Bridger Networks: Bridger Networks are core to this process as well as every aspect of our firm. Ultimately, we feel that the value of paid guidance from folks outside of our firm is relatively limited. They often have their own agenda and struggle to connect the dots on how opportunities could work. We try to develop authentic relationships with folks who can bridge the divide between the legacy world and the future for their industries. These folks can take many forms (ranging from public company CEOs, accomplished start-up founders to forward-thinking private equity executives), but they are unanimously long-standing partners to our firm. Rather than paying per hour for their guidance, we often invite them to be LPs in our fund or angels/advisors to our companies.

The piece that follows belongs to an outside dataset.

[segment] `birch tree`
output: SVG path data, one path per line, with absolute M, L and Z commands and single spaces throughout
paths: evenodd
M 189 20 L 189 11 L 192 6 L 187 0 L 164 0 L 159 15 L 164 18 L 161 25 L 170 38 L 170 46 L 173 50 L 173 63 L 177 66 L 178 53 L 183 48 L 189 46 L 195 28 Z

Research Briefing Book: One of a Product Owner’s responsibilities is to drive our research in a particular space and to ensure that the rest of the team appropriately understands the major developments and opportunities in their space (this enables us to collaborate across vertical on thesis development and deal evaluation). With that, our team is constantly doing research and network development calls with customers and experts in the industry. While we no longer adhere to a strict KPI, this was formally a minimum of 10 meetings per week. The POs will compile the learnings from these calls/meetings alongside other research findings they have (articles, research reports, etc.) into our briefing channel on slack, where those findings will be compiled into our weekly briefing book. Each week, we meet for 90 minutes to dive into the findings that the PO has uncovered and discuss/debate these topics as a group (we generally rotate across our POs enabling us to go deeper in our allotted time, rather than spreading ourselves across multiple topics). All the findings that we have from these calls, research reports and articles are summarized and filed into our knowledge management system (which has now logged thousands of pieces of content and too many pages of information for us to count). We can search for targeted key words (e.x. D&O Insurance) to pull summaries and reference files related to those terms in the event we are diving deeper on a category.
Idea Pitches: One of the outputs of these research briefings may be an idea pitch – an opportunity for the PO (or another team member) to pitch an area of interest to the team for further exploration. We’ve flirted with different formats to this process, but ultimately have taken some of the guardrails off to enable freer exploration. If a team member has an idea that they think we should be exploring or simply wants feedback on the area, we use this to discuss it and our team members have access to a wealth of information on the topic in advance of that discussion.
Prepared Mind Deep Dives: In the event that we like an idea enough to consider it for our “Hunting Range”, we will decide to engage in a “Prepared Mind Deep Dive”. This process will generally last 4-6 weeks with intensive research within our network and potential customers for the concept. We will generally start off as directional and become more prescriptive with where we see the opportunity unfolding and use a continuous dialog with our industry networks (“Bridgers”) to challenge and refine the concept. This process can be shut down at any time when we believe our hypothesis has been invalidated by market feedback, but if successful results in a 20-30 page PowerPoint outlining the concept across a few of our core frameworks. We will then discuss the concept as a team and determine whether to incorporate the topic into our Hunting Range. Previous examples of Deep Dives resulting in deals for us include “Inventory Apocalypse” (Ghost) and “OS for Clean Energy Developers” (Odyssey), just to name a few of the deals that have resulted from this process. Sometimes we publicly share these reports (especially when we would like to stimulate more inbound dealflow) and other times we choose to keep them for internal use only.
The most fortunate thing about this approach is that it compounds. Our people get smarter everyday, enabling them to attract the interest of increasingly more amazing founders and Bridgers. These folks enable us to build increasingly stronger portfolios, where we can learn on the ground industry insights from the companies operating in those sectors. This yields new research opportunities for us to pursue, ultimately perpetuating the process further. Never complete and always expanding – that’s our philosophy of a prepared mind.